Cockett berbicara tentang bagaimana pemerintah Myanmar mencegah perkembangan ekonomi dan sosial terjadi pada masyarakat Rohingya di negara bagian Rakhine, tidak menawarkan kesempatan kerja bagi Muslim Rohingya dan membatasi kebebasan bergerak dan berekspresi.
Penindasan seperti itu, kata Cockett, telah mendorong Rohingya kepada keputusasaan dan genosida baru-baru ini telah menelanjangi mereka dari identitas, penghidupan dan normalitas mereka.
Catherine West membahas peran yang dapat dimainkan Inggris dalam mengakhiri genosida, mengatakan bahwa Inggris harus menggunakan pengaruhnya di Dewan Keamanan di mana pemerintah Myanmar dan pejabat militer harus dibawa ke hadapan Pengadilan Pidana Internasional (ICC) dan dituntut atas kejahatan terhadap kemanusiaan.

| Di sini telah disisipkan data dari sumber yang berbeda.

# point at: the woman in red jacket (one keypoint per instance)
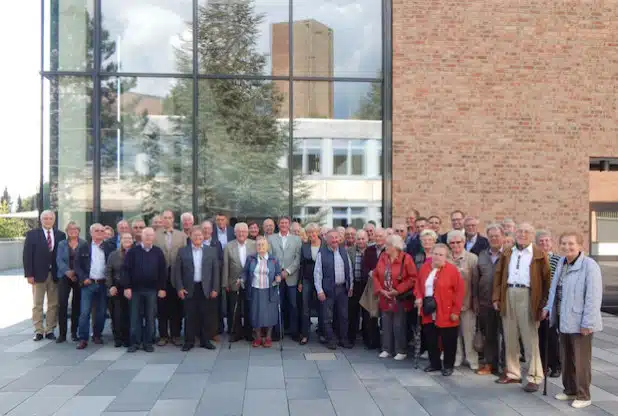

"Inggris dapat memainkan peran utama dalam mengakhiri krisis dan membawa ke pengadilan para pelaku kejahatan yang mengerikan ini," kata West, menambahkan bahwa "sebagai anggota tetap Dewan Keamanan, Inggris harus mendorong solusi, apakah itu sanksi atau penuntutan oleh ICC, untuk mengakhiri genosida ”.
Pekan lalu, PBB merilis laporan yang menyerukan penyelidikan atas pejabat militer penting Myanmar, dengan menyatakan mereka harus dituntut atas genosida, kejahatan terhadap kemanusiaan dan kejahatan perang terhadap Muslim Rohingya.
Kelompok Justice For Rohingya Minority adalah kelompok pengacara, ahli hukum, akademisi, juru kampanye, profesional, dan tokoh masyarakat yang bergabung dalam kampanye hukum untuk penuntutan orang-orang yang bertanggung jawab atas kejahatan terhadap kemanusiaan di Negara Bagian Rakhine Myanmar, menurut situs webnya.
Sejak 25 Agustus 2017, lebih dari 24.000 Muslim Rohingya telah dibunuh oleh pasukan Myanmar, menurut Badan Pembangunan Internasional Ontario (OIDA).
Menurut Amnesty International, lebih dari 750.000 pengungsi, sebagian besar anak-anak dan perempuan, telah melarikan diri dari Myanmar dan menyeberang ke Bangladesh setelah pasukan Myanmar melancarkan tindakan kekerasan terhadap komunitas Muslim minoritas.